Canadians face another period of uncertain federal-provincial relations in the wake of this week's historic high court decision. The possibilities range from a new constitutional conference to internal crisis.
Buoyed by the Supreme Court of Canada's ruling Sept. 28 that his constitutional plans were legal, Prime Minister Pierre Trudeau said he had "no alternative but to press on" with his effort to install a new governing charter for the nation against the wishes of many of the powerful provincial premiers.
But Mr. Trudeau held out a slender olive branch to the premiers. Eschewing his usually combative pose, the prime minister said Sept. 28 he would push ahead with constitutional plans, but "prudently." And he said he might be willing to renew negotiations with provincial leaders on the constitution if there was a likelihood of compromise.
The possibility of a final try at talking out the deep-seated differences between Ottawa and the provinces on this issue arose from the lack of clarity in the Supreme Court's judgment. While the court gave Trudeau a legal go-ahead to write a new charter without provincial consent, it said just as forcefully that doing so would be contrary to the country's federal traditions and therefore "unconstitutional in the conventional sense."
That aspect of the court's ruling provided ample ammunition for the eight provincial premiers opposed to Trudeau's efforts.
Quebec Premier Rene Levesque, commenting on Trudeau's avowed intention to proceed despite the court's ambiguous ruling, accused the Liberal Party government of showing "contempt" for democracy. The premier, who advocates Quebec independence, repeated his assertion that what Trudeau is doing is actually "a coup d'etat."
Other provincial governments, with the exception of Trudeau's two allies -- New Brunswick and Ontario -- also claimed the court's ruling bolstered their opposition to what the federal government wants to do. William Bennett, premier of British Columbia and the spokesmen for the dissident provincial leaders, threatened "tough action" by the provinces unless the Trudeau government now takes a more conciliatory tack.

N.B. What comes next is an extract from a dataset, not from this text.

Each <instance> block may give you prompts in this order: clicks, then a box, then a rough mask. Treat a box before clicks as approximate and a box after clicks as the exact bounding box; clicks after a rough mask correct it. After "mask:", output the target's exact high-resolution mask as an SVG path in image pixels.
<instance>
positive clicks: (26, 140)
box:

That threat raises the specter of another round of intense bickering and political struggle between the two sides in this debate, which has been waged sporadically in Canada for five decades. Massive anti-Ottawa advertising campaigns and possible provincial plebiscites similar to the independence referendum held in Quebec last year are being considered by angry provincial leaders.
But Bennett said he would try to bring the two sides to the bargaining table.
While heartened by such words, most observers still believe there is only the slimmest hope of reconciling Trudeau and his provincial opponents, whose last talks ended in deadlock in September 1980.
When the talks failed to produce consensus on what a new charter should contain, the Trudeau government announced it would install a new constitution on its own. This means asking Britain, where the charter now resides, to transfer the act to Canada.
Few Canadians object to that, but Mr. Trudeau also asked the British Parliament to install in the new, all-Canadian Constitution a Bill of Rights and a formula for arriving at future amendments. The provincial leaders object to the Bill of Rights, which would reduce the powers of the provincial legislatures.
The premiers see the Trudeau moves as an attempt to tip the scales in Ottawa's favor in the long federal-provincial struggle over division of powers.
Failing new negotiations, one possibility now is that some of the premiers will mount a noisy lobby in London in hopes of keeping Britain from passing the Constitution back to Canada.